Access to buckets on AWS and GCP from local computers #22

consideRatio · 2023-01-26T19:27:47Z

We provide storage buckets for users to write to and setup credentials for them within the user servers started on the hubs. But, what if they want to upload something to those hubs from their local computer or similar - then how do they acquire permissions to do so?

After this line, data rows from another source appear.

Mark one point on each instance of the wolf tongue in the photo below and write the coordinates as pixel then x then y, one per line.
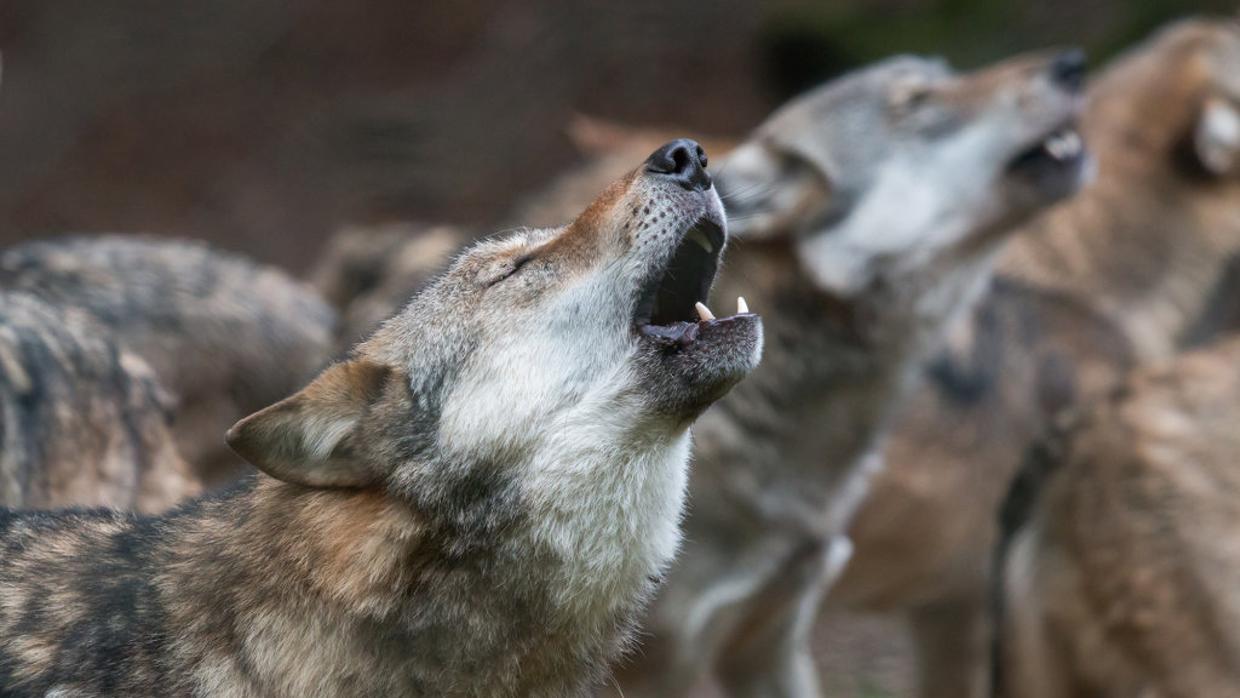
pixel 678 332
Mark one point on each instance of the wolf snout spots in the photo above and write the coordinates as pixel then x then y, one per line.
pixel 682 161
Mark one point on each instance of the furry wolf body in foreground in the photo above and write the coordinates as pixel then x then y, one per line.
pixel 476 502
pixel 225 335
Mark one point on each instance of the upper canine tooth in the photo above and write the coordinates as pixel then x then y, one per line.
pixel 703 311
pixel 1071 141
pixel 697 236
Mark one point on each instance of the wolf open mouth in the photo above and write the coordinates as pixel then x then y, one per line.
pixel 1062 149
pixel 671 306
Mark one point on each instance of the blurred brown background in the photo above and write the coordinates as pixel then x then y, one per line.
pixel 263 124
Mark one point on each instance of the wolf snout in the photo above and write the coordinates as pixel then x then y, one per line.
pixel 682 161
pixel 1068 70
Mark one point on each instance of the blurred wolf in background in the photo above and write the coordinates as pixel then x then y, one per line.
pixel 867 215
pixel 223 335
pixel 476 502
pixel 83 420
pixel 1122 577
pixel 1140 265
pixel 370 272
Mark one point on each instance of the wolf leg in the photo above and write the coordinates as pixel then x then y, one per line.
pixel 952 644
pixel 769 655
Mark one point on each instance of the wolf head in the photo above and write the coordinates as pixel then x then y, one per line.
pixel 575 344
pixel 897 166
pixel 1177 102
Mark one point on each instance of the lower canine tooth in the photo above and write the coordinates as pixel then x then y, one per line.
pixel 703 311
pixel 699 237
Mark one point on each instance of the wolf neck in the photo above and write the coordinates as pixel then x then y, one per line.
pixel 1136 252
pixel 347 577
pixel 832 370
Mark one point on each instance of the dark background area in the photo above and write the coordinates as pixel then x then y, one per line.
pixel 265 124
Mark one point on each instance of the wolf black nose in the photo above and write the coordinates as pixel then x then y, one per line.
pixel 1068 70
pixel 683 161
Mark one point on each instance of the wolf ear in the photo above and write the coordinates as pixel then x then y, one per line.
pixel 769 194
pixel 1217 136
pixel 308 438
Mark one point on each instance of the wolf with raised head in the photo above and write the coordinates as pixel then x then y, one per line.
pixel 1140 265
pixel 476 502
pixel 868 213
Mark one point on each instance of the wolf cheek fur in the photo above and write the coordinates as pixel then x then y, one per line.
pixel 473 505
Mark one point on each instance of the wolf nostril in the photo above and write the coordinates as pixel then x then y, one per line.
pixel 1068 70
pixel 683 161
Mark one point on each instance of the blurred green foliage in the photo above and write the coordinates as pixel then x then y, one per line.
pixel 809 41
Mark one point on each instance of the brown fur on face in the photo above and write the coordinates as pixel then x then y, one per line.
pixel 1126 579
pixel 1135 268
pixel 475 502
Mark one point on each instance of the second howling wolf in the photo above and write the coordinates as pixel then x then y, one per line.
pixel 476 502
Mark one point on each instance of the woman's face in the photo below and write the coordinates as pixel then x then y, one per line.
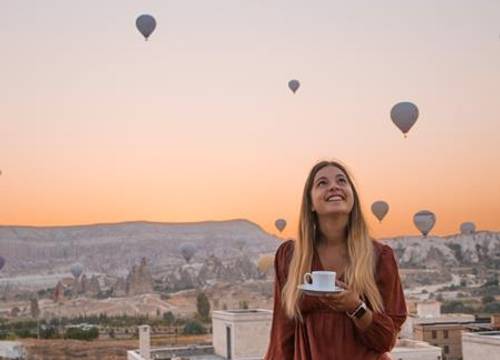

@scottyhq has developed scottyhq/jupyter-cloud-scoped-creds but that currently has support for AWS S3 buckets but not for GCP buckets.

Work items

Trial scottyhq/jupyter-cloud-scoped-creds with an AWS S3 bucket
Figure out how to do the same against GCP buckets
Resovled by Add subcommand for GCP scottyhq/jupyter-cloud-scoped-creds#2 (comment).
Figure out what credentials is extracted, are they temporary or long term?
This should be documented as well, and it would be very good if they are just temporary compared to long term re-usable.
We rely on GCP's workload identity, and AWS's IRSA, which are mechanisms to couple a k8s ServiceAccount with cloud provider credentials.
Resolved by Add subcommand for GCP scottyhq/jupyter-cloud-scoped-creds#2 (comment) - they are "short lived" and valid for one hour.
Upstream the equivalent for GCP buckets
Document use of scottyhq/jupyter-cloud-scoped-creds for AWS and GCP buckets
Communicate progress to Julius in https://2i2c.freshdesk.com/a/tickets/387 and Arpita in https://2i2c.freshdesk.com/a/tickets/322

User requests

Maybe related

Support sending requestor pays access to any S3 bucket infrastructure#1980

Then, yes is the answer you seek I think. You can still extract temporary cloud credentials from a hub at 2i2c, this ought to be independent of where you extract them to. And then, these can be used from a terminal on a HPC system using the aws or gcloud cli, or for example at least google's Python cloud storage client.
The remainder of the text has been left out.